Completed in January 2008

From Nuclear Physics Group Documentation Pages
Jump to navigationJump to search
  • Corn Virtualization issues resolved!
    • Subscription is now a "virtual subscription"
    • Corn now has 2 ethernets, one to farm one to unh, and resolves "einstein" to
    • All disks are now mountable.
  • Properly configure iptables on corn and Pumpkin
    • Copy /usr/local/bin/ from taro (requires perl-LDAP RPM). Copy /etc/init.d/iptables-netgroups, make sure it starts for run level 3 and 5.
    • On pumpkin, make sure the guest OSes don't get blocked by pumpkin's iptables.
    • I edited the iptables-npg on pumpkin to be far more rational. The version on Roentgen has far too many ports open for a standard server
  • Properly configure access restrictions to "farm" and root login only from einstein.

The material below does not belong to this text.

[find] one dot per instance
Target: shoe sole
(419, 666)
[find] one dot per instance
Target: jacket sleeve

  • Lentil Backup issue resolved!
    • The cron job is mailing this message: "archive disk '/mnt/npg-daily-current' does not exist or is not a symlink at /usr/local/bin/ line 44, line 1." That link exists, though. I can see it and its contents as a regular user; why can't the script when run by cron? The e-mail may have been outdated … today's was a successful listing. It is fixed, hooray. We just need to fix the ssh keys for tomato and corn so they can be connected to. Lentil now knows all the ssh keys of everyone, made as human-readable as possible.
    • First of all Do NOT use disks smaller than 350 GB for backup!!, since those will not even fit one copy of what needs to be backed up.
    • The link /mnt/npg-daily-current must exist and point to an actual drive.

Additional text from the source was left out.